As the mechanical factors that influence vascular tissue G&R are studied incompletely, it remains unknown which parameters determine the evolution of the growth tensor \({\textbf{G}}\), and an infinite number of choices can be made. Our model was based on the first principal Cauchy stress, and it then coincides with classical 1D G&R models in the description of an infinite long thin-walled tube [5]. In addition, we applied a multiplicative kinematics-based description [25] of tissue G&R, although the tissue turn-over-based description [35] more directly describes the deposition and removal of tissue. Numerous variations of these concepts have been introduced and applied to describe G&R of vascular tissue [5]. Tissue G&R is driven by mechanical and chemical factors, and a more holistic description [36,37,38] as presented in this work, could result in deeper understanding and more versatile prediction of residual strains. As tissue turnover changes significantly between normal and diseased tissues, it might be important to link G&R stimuli to the underlying physiological and pathological mechanisms, respectively.

The regularization parameter c in the computation of the growth tensor \({\textbf{G}}\) governs the rate at which \({\textbf{G}}\) is allowed to change. Regardless the range \(c \in [2,10]\) resulted in an robust algorithm for all our investigated patients, c is problem-depended and could require re-calibration in other cases.

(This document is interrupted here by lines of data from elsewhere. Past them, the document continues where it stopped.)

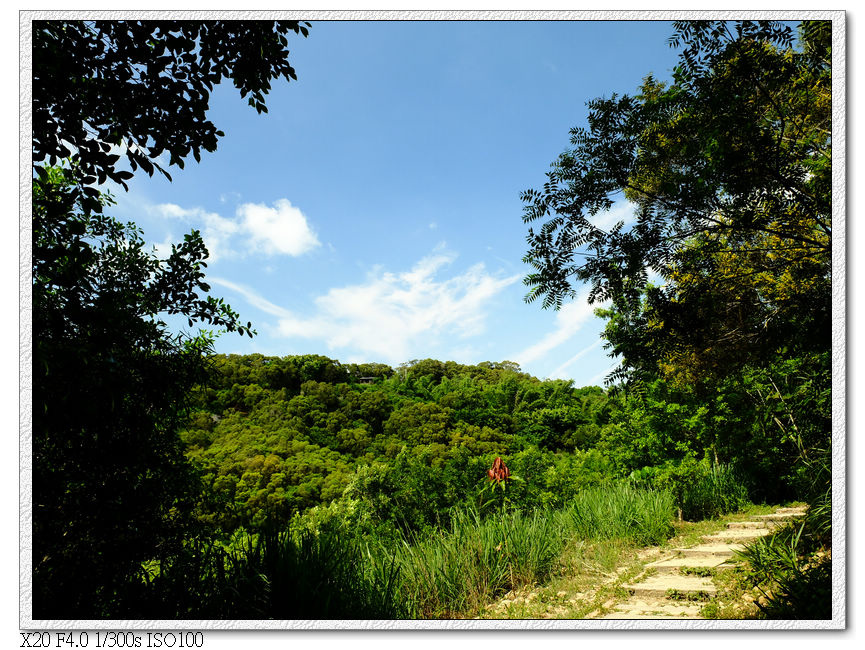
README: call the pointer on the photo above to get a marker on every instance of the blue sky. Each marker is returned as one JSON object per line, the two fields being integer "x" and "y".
{"x": 373, "y": 214}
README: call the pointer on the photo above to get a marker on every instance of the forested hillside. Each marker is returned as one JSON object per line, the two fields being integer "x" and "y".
{"x": 275, "y": 436}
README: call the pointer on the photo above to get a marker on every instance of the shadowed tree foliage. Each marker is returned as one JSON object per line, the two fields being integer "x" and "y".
{"x": 111, "y": 381}
{"x": 729, "y": 169}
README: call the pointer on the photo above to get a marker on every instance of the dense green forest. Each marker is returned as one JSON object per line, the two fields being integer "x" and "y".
{"x": 172, "y": 482}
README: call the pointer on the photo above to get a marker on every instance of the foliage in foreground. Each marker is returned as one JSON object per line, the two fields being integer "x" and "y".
{"x": 792, "y": 568}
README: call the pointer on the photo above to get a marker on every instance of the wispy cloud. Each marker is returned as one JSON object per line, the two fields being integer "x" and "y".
{"x": 255, "y": 229}
{"x": 393, "y": 316}
{"x": 622, "y": 210}
{"x": 569, "y": 319}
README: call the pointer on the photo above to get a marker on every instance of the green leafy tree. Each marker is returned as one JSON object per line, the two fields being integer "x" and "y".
{"x": 729, "y": 169}
{"x": 110, "y": 384}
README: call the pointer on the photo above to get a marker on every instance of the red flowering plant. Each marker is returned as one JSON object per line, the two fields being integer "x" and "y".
{"x": 499, "y": 476}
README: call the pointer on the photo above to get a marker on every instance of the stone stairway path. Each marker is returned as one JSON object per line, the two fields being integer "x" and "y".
{"x": 679, "y": 584}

The constitutive properties of the individual tissue components of the carotid vessels that have been studied in this work, were unknown. Carotid plaque tissue properties vary by orders of magnitude [39], and the morphological classification (delineation of mechanically distinct tissues) is challenging. However, promising studies have shown the possibility of detecting mechanical properties in vivo for both pathologic [40] and non-pathologic [41] vascular tissue, know-how that could be integrated into our simulation pipeline. The in vivo identification of mechanical plaque properties would most likly strengthen the robustness of the stress predictions toward more accurately identifying plaques that are vulnerably for plaque rupture.

As the primary objective of our study was to investigate the implications of residual strains, we assumed, for simplicity, isotropic tissue properties and used material parameters reported in the literature. The tissue’s non-linear stress–strain properties directly result in a highly non-linear structural problem, and our (quantitative) results are expected to be sensitive to the choice of material parameters; the study of said sensitivity was, however, beyond the scope of the present work. In addition, our calculations required the specification of algorithmic parameters, such as c and blood pressure increments. These are purely numerical parameters affecting the computational efficiently/robustness, but should not have implications on the final results.

Finally, the purely structural analysis of carotid vessels represents another limitations of our study. While wall shear stress from blood flow cannot alter the stress within the vessel wall, the drop of blood pressure across the stenosis in highly stenotic carotids could, however, have recognizable implications. Computational Fluid Dynamics (CFD) would allow to compute the pressure drop, where the individual inflow condition, the rheological properties of blood, and the turbulence formed within highly stenotic vessels complicate such computations.